DESPITE much having been written and said about the new draft constitution which goes to a referendum next Saturday, little has been written or debated around the key issues of central bank independence, which many economists have in the past highlighted as a weakness of the current set-up.
Whilst the draft has been hailed in some quarters as being highly progressive in certain aspects relating to the Bill of Rights, citizenship and other political issues, some economists said the draft constitution was devoid of detail when it came to economic issues.
In a survey of economists’ views carried out by businessdigest this week, various schools of thought emerged, but there was general convergence on the notion that a key success factor in management of the country’s monetary affairs rests with an adequate level of independence of action of the central bank.
Tony Hawkins, economics professor at the University of Zimbabwe, who however, could not give a detailed comment on the subject as he also sits on the RBZ board, said the draft document was bereft of economic issues.
“I think the draft falls woefully short of economic issues such as central bank independence,” he said.
Another economic analyst who declined to be named said the draft seemed to scratch the surface when it came to economic issues, with relatively more space devoted to other matters.
“I have read the draft and noticed that the document does not deal in sufficient depth with the issues surrounding the operations of a central bank in Zimbabwe.

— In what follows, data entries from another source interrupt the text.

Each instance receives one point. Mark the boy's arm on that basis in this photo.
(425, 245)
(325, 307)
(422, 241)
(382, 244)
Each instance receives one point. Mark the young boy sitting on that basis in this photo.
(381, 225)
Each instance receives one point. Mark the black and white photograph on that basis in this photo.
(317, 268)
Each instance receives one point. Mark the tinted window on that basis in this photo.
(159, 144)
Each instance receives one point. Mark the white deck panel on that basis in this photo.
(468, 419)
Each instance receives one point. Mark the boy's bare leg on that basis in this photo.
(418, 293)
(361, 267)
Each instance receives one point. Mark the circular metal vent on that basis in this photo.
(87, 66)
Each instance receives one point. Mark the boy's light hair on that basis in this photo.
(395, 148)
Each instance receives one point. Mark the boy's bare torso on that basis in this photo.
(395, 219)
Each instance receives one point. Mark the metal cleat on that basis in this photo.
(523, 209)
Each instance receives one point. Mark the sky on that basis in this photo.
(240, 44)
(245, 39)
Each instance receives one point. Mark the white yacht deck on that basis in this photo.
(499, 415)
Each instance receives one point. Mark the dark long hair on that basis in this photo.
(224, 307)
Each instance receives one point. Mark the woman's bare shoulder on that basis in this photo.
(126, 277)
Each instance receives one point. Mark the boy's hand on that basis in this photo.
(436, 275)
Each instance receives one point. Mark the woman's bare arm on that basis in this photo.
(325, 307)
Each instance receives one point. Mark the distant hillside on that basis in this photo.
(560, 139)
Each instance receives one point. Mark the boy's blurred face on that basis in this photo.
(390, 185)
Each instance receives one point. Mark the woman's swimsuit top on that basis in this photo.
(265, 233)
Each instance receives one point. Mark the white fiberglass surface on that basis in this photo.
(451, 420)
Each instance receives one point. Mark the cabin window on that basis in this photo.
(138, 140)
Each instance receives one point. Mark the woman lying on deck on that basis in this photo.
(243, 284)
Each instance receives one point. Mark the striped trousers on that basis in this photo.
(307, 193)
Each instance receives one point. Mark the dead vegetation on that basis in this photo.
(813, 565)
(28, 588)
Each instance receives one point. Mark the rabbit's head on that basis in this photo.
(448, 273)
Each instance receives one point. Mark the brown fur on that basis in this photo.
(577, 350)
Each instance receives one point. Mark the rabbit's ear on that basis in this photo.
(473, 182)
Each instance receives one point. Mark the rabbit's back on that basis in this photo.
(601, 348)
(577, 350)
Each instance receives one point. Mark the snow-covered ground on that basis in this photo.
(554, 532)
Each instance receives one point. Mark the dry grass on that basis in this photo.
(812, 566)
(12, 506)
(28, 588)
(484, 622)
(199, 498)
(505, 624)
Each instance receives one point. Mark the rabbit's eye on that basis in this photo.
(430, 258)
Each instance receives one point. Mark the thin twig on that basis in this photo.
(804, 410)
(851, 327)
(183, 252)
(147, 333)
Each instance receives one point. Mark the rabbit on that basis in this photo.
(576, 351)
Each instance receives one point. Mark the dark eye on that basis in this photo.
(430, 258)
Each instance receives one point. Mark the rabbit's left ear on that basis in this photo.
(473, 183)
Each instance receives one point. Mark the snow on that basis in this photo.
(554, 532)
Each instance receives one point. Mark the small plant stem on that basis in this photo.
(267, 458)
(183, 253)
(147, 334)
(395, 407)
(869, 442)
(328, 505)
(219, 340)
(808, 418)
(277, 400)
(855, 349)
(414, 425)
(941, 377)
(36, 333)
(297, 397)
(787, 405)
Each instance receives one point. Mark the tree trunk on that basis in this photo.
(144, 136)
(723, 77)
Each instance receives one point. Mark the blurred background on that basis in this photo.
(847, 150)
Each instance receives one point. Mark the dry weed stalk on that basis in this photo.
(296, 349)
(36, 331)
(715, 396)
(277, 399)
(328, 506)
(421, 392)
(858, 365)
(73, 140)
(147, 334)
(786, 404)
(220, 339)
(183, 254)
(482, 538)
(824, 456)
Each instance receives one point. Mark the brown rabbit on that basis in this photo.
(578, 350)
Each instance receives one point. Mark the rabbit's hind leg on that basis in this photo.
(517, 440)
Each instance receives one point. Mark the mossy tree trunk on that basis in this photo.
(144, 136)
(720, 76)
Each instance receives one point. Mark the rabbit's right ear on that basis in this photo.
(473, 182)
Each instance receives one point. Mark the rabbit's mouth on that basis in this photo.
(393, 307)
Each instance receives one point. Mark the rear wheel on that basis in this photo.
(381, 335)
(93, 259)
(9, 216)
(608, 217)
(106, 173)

Neither does the new proposed constitution make any serious attempt to fully and clearly define the roles of the central bank. More importantly, it does not provide for the clear independence of the central bank,” the analyst said.
However, another University of Zimbabwe economics academic, professor Ashok Chakravarti said a constitution could only enunciate the general principles that a society agrees to rule itself by, without the need to provide specific operational guidance on the functioning of any single institution within the three arms of government or agencies of the state.
He said in his view, the draft Constitution of Zimbabwe outlined the general principles of financial management, which includes the functioning of the Reserve Bank, in Part 6 of Chapter 17, which deals with the Reserve Bank.
“This section indicates that the main objectives of the Reserve Bank are to regulate the monetary system, protect the stability of the currency, and to formulate and implement monetary policy. In terms of general principles, I consider this to be an adequate statement of objectives, because the real powers and behaviour of the Reserve Bank will be actually determined by the Acts of Parliament which will cover its establishment and functioning,” Chakravarti said.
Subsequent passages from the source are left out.